A glucose unit is transferred from UDP-glucose to a specific hydroxy group of the flavonol, with uridine diphosphate (UDP) as a byproduct. By the same mechanism, the enzyme converts anthocyanidins to anthocyanins as a part of the phenylpropanoid pathway. For example, pelargonidin is transformed into callistephin (pelargonidin 3-O-glucoside).

This enzyme is also involved in the flavone glycoside pathway, and daphnetin modification in some organisms.

== Nomenclature ==
This enzyme belongs to the family of glycosyltransferases, specifically the hexosyltransferases. The systematic name of this enzyme class is UDP-glucose:flavonol 3-O-D-glucosyltransferase. Other names in common use include:
- GTI,
- uridine diphosphoglucose-flavonol 3-O-glucosyltransferase,
- UDP-glucose:flavonol 3-O-glucosyltransferase, and
- UDP-glucose:flavonoid 3-O-glucosyltransferase (UFGT).

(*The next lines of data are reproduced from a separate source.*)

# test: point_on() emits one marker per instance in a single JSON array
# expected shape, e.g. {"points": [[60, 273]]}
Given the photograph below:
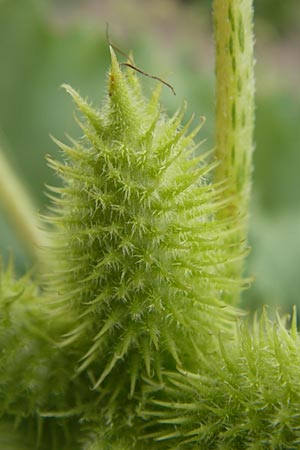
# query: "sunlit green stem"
{"points": [[235, 109], [21, 211]]}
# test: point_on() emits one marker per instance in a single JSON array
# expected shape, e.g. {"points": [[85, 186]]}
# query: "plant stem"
{"points": [[235, 110], [20, 208]]}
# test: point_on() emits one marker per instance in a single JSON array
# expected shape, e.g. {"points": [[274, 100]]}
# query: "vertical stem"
{"points": [[20, 209], [235, 110]]}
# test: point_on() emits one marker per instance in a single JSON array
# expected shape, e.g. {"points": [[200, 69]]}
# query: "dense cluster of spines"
{"points": [[246, 398], [133, 303], [138, 252]]}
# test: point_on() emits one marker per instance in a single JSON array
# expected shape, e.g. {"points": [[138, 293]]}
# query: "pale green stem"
{"points": [[20, 209], [235, 109]]}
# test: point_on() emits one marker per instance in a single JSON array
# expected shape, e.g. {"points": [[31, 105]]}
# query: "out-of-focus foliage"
{"points": [[38, 53], [279, 16]]}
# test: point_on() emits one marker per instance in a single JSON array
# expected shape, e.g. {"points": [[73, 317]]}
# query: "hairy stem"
{"points": [[235, 110]]}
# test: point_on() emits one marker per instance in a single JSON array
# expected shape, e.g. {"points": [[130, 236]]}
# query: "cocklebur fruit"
{"points": [[138, 255]]}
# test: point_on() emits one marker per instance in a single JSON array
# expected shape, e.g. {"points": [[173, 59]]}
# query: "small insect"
{"points": [[132, 66]]}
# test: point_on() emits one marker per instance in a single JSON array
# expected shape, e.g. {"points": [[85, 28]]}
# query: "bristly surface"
{"points": [[247, 397], [138, 255]]}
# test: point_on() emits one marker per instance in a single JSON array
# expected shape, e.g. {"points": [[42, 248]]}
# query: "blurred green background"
{"points": [[46, 43]]}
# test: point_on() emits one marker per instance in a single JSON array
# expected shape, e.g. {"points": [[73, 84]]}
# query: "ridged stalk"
{"points": [[235, 110]]}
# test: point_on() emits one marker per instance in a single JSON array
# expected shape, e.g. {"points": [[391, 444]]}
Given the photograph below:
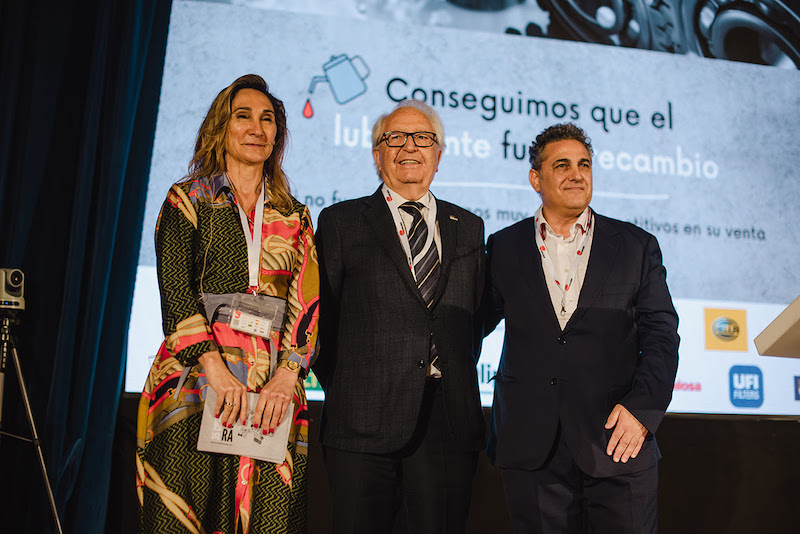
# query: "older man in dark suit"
{"points": [[589, 357], [402, 275]]}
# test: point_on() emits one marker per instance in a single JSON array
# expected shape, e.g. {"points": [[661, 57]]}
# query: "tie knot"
{"points": [[413, 208]]}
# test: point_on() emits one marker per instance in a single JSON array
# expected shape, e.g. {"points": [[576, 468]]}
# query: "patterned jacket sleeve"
{"points": [[186, 330], [302, 316]]}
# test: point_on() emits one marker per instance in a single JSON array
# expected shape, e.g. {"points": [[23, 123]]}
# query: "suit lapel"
{"points": [[379, 219], [605, 245], [448, 233], [532, 272]]}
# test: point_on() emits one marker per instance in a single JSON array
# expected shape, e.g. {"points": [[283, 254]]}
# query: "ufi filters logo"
{"points": [[726, 329], [747, 386]]}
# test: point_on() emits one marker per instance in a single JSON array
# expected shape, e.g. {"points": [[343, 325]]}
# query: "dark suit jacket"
{"points": [[619, 347], [375, 329]]}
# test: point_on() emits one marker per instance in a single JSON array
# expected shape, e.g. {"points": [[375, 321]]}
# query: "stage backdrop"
{"points": [[700, 152]]}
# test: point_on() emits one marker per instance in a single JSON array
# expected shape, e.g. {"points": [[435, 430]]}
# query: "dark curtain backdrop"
{"points": [[79, 89]]}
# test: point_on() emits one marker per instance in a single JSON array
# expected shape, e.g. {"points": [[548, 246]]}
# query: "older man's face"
{"points": [[407, 170], [565, 178]]}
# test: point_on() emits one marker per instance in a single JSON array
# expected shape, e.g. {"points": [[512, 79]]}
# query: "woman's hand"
{"points": [[274, 399], [231, 394]]}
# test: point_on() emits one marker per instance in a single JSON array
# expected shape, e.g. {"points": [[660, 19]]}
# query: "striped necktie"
{"points": [[427, 267]]}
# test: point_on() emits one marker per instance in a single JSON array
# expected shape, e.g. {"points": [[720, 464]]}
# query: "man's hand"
{"points": [[628, 436]]}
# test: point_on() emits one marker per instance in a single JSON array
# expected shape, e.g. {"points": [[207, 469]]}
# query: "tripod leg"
{"points": [[35, 437]]}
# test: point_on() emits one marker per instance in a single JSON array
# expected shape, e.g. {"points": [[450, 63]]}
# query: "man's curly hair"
{"points": [[557, 132]]}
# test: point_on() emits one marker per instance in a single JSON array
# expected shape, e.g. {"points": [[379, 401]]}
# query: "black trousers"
{"points": [[560, 498], [432, 474]]}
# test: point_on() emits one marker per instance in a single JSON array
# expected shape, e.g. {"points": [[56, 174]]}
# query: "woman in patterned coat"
{"points": [[202, 238]]}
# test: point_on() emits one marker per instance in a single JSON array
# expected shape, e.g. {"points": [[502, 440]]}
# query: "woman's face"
{"points": [[252, 129]]}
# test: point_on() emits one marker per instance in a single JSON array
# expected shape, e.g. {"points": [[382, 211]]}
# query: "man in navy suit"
{"points": [[589, 356], [402, 276]]}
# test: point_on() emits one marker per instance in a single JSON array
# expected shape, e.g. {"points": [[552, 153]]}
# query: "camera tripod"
{"points": [[7, 347]]}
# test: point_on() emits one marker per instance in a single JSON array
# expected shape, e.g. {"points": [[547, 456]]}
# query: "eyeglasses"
{"points": [[398, 139]]}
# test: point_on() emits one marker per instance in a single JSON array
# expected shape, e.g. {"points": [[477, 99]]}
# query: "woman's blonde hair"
{"points": [[209, 149]]}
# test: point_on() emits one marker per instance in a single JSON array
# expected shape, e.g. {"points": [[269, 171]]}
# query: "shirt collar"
{"points": [[426, 199], [579, 227]]}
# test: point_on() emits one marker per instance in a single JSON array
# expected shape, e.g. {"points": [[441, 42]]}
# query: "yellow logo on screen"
{"points": [[726, 329]]}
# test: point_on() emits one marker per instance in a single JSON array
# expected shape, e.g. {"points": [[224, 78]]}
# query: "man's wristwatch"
{"points": [[293, 366]]}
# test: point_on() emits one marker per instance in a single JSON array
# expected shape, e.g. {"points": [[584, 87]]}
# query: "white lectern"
{"points": [[782, 336]]}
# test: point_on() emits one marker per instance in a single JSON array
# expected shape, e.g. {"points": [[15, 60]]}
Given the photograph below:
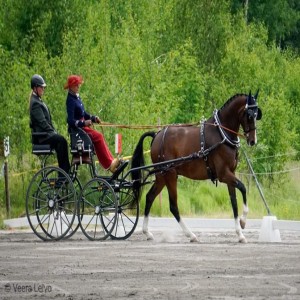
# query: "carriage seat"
{"points": [[82, 147], [40, 149]]}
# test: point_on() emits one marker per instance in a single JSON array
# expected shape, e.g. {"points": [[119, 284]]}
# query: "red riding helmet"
{"points": [[73, 80]]}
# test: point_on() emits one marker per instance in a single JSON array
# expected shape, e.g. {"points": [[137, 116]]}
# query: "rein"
{"points": [[107, 124]]}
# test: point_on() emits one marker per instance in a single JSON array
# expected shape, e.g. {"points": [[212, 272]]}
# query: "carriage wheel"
{"points": [[97, 209], [76, 225], [128, 212], [51, 203]]}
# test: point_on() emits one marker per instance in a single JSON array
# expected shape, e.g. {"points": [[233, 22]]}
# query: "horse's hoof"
{"points": [[242, 223], [150, 236], [243, 240], [194, 239]]}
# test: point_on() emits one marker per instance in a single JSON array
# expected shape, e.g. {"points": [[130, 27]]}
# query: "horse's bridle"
{"points": [[253, 112]]}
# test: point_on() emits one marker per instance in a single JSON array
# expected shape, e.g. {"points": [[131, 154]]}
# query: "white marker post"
{"points": [[6, 153], [118, 143]]}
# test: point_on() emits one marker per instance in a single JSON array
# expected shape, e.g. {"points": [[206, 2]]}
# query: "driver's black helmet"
{"points": [[37, 80]]}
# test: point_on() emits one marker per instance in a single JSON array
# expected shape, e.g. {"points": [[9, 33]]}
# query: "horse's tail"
{"points": [[138, 161]]}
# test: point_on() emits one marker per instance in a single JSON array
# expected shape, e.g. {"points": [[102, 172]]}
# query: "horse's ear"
{"points": [[256, 95]]}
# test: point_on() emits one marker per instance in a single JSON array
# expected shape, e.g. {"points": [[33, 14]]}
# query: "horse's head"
{"points": [[250, 115]]}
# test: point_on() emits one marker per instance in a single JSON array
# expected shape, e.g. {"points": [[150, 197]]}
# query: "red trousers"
{"points": [[103, 153]]}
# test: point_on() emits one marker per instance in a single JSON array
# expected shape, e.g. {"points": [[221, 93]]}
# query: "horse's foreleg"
{"points": [[238, 228], [240, 186]]}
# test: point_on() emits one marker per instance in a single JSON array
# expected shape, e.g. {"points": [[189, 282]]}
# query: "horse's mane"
{"points": [[231, 99]]}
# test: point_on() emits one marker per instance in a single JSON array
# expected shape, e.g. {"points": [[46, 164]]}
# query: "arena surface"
{"points": [[171, 267]]}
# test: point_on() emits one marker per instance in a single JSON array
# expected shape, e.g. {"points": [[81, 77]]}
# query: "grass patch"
{"points": [[195, 198]]}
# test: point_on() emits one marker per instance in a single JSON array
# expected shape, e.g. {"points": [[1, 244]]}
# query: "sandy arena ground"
{"points": [[171, 267]]}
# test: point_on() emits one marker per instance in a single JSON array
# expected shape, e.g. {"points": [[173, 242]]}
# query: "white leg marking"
{"points": [[148, 234], [187, 232], [238, 231], [244, 216]]}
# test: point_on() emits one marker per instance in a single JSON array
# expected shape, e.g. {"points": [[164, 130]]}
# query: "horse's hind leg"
{"points": [[171, 183], [150, 197]]}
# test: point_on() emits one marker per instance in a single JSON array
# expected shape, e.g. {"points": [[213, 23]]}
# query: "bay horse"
{"points": [[213, 149]]}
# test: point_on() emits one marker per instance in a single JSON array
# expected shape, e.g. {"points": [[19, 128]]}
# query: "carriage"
{"points": [[108, 206]]}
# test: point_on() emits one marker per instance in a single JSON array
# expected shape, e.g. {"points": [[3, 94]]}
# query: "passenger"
{"points": [[78, 117], [41, 122]]}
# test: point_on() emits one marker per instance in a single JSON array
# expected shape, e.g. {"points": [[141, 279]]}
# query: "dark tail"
{"points": [[138, 161]]}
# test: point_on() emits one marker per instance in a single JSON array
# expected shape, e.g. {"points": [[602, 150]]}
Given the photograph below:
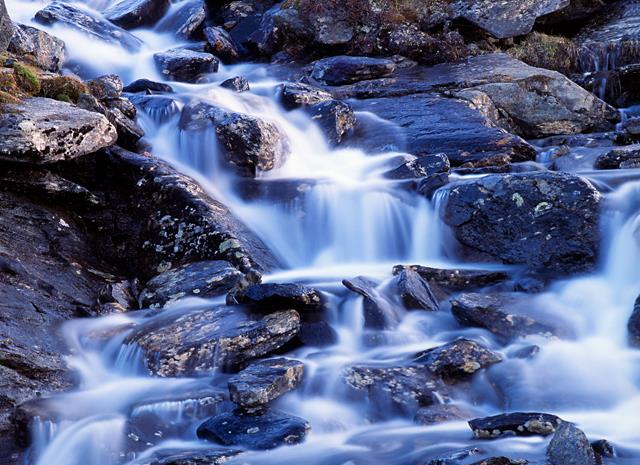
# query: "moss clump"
{"points": [[26, 78], [63, 88], [546, 51]]}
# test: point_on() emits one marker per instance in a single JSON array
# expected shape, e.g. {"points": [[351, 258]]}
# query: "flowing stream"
{"points": [[343, 220]]}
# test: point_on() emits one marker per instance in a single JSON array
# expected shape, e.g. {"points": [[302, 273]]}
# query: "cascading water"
{"points": [[342, 219]]}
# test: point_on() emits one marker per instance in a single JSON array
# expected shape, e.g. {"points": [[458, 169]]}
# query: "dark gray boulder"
{"points": [[42, 130], [258, 432], [546, 221], [137, 13], [270, 297], [570, 446], [76, 18], [264, 381], [508, 316], [44, 49], [199, 279], [197, 342], [335, 71], [249, 144], [458, 360], [180, 64], [515, 424], [6, 27]]}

Among those, UFGT is divided into UDP-glucose: Flavonoid 3-O-glucosyltransferase (UF3GT) and UDP-glucose: Flavonoid 5-O-glucosyltransferase (UF5GT), which are responsible for the glucosylation of anthocyanins to produce stable molecules.

== Inhibitors and structure of the enzyme ==

Some of the inhibitors of this enzyme include CaCl_{2}, CoCl_{2}, Cu^{+2}, CuCl_{2}, KCl, Mg^{+2}, and Mn^{+2}. The primary active site residue of this enzyme is Asp181, as determined by studies of how mutations affect enzyme capacity. There are several documentations of the crystalline structure of flavonol 3-O-glucosyltransferase (2C1X, 2C1Z, and 2C9Z), and, based on these renderings of the enzyme, there is only one subunit in the quaternary structure of the molecule.